Без мамы жизнь не в радость, вот это была женщина! Легкая, нежная, как фея, и огромное сердце, как три кочна цветной капусты. Она на всех изливала любовь, все в районе ее обожали. Однажды я возвращался из школы и увидел ворона. Он сидел на дороге и будто ждал меня. Я подобрал его и приручил. Он не был красавцем — слегка потрепанный, но у него был длинный очень-очень желтый клюв, такой желтый, словно его покрасили. И потом, на конце перышек у него были синие и зеленые пятна, что твой веер.
— Может, это был павлин?
— Я сказал, не перебивай меня, не то вообще замолчу. Думаешь, легко прошлое ворошить? Я приручил его и научил говорить «Эва». Маму звали Эвой. Папа считал ее такой красивой, что называл Эва Гарднер. «Эва, Эва, Эва», — повторял я ему, когда оставался с ним наедине. В конце концов он научился говорить «Эва», и я чуть не сошел с ума от счастья. Клянусь, до того мне было хорошо, точно мама вернулась. Он спал в изголовье кровати и вечером, когда я засыпал, повторял: «Эва, Эва, Эва», — и я радостно улыбался. Засыпал и просыпался счастливым. Перестал грустить. Он разогнал мои несчастья, прочистил мое сердце, как трубу. Отец об этом ничего не знал, но и он начал насвистывать на ходу. Уходил с утра с ершиком, ведерком и тряпками и насвистывал. Он теперь пил только воду, ты знаешь, трубочисты всегда ужасно хотят пить. Они весь день глотают угольную пыль, вечером им надо залить все это.
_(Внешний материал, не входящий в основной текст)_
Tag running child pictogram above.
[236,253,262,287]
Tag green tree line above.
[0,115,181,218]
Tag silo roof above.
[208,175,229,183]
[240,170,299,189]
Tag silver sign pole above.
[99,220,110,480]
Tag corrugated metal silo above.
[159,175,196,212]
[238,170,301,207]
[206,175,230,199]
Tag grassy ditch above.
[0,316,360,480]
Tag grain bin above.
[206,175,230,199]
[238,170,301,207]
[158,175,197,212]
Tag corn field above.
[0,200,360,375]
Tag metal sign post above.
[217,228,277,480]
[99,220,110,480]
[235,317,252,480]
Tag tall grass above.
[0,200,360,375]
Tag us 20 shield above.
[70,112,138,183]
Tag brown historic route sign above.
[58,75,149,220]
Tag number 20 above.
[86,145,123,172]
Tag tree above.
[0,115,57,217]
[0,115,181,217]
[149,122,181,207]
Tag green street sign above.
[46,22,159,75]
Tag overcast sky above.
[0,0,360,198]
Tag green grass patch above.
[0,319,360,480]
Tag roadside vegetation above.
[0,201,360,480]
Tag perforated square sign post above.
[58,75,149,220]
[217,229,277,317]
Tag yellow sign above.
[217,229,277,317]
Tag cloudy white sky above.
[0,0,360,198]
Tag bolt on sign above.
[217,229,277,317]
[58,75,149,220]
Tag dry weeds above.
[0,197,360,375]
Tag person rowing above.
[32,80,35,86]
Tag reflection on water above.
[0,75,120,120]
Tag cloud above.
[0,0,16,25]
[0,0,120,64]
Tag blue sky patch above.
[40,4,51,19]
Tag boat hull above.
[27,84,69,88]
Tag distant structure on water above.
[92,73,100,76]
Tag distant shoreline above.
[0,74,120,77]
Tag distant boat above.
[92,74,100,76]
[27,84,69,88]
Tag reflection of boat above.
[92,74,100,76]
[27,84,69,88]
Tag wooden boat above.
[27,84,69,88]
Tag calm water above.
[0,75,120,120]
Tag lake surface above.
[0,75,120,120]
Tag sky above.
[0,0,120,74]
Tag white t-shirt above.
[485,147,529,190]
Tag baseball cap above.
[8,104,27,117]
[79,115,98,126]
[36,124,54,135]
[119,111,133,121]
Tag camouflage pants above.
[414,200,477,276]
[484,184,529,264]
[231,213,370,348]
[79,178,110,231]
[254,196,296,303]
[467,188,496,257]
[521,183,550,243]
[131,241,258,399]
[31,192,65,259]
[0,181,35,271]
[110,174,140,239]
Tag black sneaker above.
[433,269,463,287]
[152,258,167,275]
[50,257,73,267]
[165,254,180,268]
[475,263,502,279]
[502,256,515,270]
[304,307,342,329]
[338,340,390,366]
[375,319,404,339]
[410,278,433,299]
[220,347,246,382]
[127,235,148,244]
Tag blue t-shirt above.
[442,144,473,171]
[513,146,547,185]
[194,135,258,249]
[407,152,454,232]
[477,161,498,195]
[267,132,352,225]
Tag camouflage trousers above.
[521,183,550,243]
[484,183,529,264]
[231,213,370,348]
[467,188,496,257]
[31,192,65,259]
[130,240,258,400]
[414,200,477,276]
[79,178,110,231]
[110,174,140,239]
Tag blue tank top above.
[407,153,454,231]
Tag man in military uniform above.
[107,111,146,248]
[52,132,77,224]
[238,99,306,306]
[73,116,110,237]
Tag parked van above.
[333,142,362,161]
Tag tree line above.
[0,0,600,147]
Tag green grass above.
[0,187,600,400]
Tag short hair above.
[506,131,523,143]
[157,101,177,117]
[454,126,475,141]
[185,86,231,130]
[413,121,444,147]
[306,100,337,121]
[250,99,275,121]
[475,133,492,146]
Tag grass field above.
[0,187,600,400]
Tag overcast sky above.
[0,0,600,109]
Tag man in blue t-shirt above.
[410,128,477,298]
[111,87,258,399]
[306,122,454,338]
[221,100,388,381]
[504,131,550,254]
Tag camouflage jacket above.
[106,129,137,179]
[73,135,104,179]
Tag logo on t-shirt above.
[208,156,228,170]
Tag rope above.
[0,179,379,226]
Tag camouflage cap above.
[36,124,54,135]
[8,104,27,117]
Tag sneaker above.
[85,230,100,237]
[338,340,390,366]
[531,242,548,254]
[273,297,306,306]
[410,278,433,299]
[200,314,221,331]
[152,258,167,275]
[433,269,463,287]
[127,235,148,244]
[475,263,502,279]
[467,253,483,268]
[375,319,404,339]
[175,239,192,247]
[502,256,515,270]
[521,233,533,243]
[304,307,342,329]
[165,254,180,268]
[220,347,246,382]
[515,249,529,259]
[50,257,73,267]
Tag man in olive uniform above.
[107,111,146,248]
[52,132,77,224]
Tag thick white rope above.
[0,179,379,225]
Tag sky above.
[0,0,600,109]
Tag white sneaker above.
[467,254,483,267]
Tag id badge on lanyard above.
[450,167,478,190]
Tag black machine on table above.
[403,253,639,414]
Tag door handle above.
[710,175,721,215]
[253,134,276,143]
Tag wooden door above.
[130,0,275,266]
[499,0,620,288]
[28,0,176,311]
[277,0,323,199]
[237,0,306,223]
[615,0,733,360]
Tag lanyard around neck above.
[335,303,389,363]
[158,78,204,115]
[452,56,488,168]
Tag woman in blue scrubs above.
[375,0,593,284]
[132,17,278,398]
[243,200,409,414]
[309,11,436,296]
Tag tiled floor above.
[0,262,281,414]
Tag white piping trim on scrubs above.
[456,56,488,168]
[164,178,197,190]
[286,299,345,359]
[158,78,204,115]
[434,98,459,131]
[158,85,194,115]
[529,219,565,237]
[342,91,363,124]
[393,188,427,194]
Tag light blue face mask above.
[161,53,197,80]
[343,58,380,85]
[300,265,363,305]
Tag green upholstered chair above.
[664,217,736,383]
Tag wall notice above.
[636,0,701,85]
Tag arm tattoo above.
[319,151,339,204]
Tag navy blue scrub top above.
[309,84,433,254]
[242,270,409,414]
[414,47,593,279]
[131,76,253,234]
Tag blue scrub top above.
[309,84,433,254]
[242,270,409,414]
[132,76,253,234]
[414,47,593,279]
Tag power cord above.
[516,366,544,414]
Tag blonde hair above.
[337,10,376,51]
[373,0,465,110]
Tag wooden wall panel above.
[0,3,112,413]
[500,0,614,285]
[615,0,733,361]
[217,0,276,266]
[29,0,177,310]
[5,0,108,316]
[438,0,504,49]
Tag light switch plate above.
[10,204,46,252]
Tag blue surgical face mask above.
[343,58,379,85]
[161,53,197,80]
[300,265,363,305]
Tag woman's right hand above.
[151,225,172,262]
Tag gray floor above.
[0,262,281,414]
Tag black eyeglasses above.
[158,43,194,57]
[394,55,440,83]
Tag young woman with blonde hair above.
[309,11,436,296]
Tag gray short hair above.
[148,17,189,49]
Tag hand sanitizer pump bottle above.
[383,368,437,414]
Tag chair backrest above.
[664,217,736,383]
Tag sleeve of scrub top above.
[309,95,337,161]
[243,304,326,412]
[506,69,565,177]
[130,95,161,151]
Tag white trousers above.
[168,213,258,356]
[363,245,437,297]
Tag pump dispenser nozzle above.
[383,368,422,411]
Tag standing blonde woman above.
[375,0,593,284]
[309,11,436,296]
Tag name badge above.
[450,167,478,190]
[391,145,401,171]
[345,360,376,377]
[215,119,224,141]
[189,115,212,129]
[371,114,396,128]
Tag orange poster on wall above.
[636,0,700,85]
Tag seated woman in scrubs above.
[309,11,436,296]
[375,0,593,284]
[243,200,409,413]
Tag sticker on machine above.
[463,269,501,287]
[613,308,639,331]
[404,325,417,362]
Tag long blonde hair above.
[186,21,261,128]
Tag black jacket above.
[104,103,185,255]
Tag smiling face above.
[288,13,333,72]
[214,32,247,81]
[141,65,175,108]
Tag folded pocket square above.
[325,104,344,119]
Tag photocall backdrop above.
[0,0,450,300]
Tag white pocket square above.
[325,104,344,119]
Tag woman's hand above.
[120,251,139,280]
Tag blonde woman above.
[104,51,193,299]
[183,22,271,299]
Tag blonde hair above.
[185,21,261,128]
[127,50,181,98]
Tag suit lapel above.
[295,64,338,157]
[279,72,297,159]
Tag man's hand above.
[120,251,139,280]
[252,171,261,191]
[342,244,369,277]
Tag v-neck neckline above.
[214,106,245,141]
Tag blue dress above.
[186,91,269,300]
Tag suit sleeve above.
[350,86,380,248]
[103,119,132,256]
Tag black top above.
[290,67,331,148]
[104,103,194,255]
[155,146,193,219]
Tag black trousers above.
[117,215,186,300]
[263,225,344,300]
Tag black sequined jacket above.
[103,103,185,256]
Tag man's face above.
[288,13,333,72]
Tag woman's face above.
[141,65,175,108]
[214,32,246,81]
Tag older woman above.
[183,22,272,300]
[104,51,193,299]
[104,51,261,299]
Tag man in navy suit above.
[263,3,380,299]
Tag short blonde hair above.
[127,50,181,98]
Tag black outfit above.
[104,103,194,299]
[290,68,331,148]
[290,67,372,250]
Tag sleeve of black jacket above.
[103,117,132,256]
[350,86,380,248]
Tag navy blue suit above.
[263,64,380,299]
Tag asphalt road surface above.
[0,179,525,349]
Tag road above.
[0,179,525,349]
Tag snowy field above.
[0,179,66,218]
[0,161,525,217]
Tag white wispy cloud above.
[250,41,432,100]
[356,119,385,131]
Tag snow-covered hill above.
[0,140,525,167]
Так он душой отмылся, просветлел, как родился заново! Я молчал, не кололся, только поглядывал на ворона, который при нем не говорил ни слова, и клянусь тебе, он в ответ смотрел на меня с таким видом… ну как тебе сказать… дескать, все в порядке, все идет по плану, я слежу за вами, все будет хорошо. Так оно довольно долго шло, мы знай посвистывали себе и… ну, короче, раздавили его до смерти. Пьяный водитель задавил. Прям расплющил, как черепаху, только желтый клюв остался. Ох, я плакал, как я плакал, реки вышли из берегов, словно кран прохудился! Мы с отцом положили его в коробку и пошли хоронить. Похоронили украдкой в маленьком скверике неподалеку. Прошло немного времени. И как-то раз разбудил меня ночью странный шум. Словно кто-то стучал ключом в окно. Смотрю — мой ворон. С тем же желтым-прежелтым клювом, с теми же синими и зелеными пятнами на перьях. Он каркал «Эва, Эва», у меня глаза вылезли на лоб. «Эва, Эва», — повторял он, стучась в форточку. Я видел его так, как сейчас вижу тебя. Моего собственного ворона. Я зажег свет, чтобы понять, не сон ли это, и впустил его. Он прилетал каждый вечер, как стемнеет. Прилетал, пока я не вырос и не привел домой девушку. Тут он, верно, решил, что я больше не нуждаюсь в нем, и улетел. Ты не можешь себе представить, как я по нему тосковал! Ту девушку я больше не видел и с другими долго еще не знался в надежде, что он вернется. Но нет, не вернулся. Вот тебе моя история про привидения. Я что хотел сказать: если вороны возвращаются, чтобы принести ребенку чуток материнской нежности, так почему бы не поверить в дьявола и в коварство ада…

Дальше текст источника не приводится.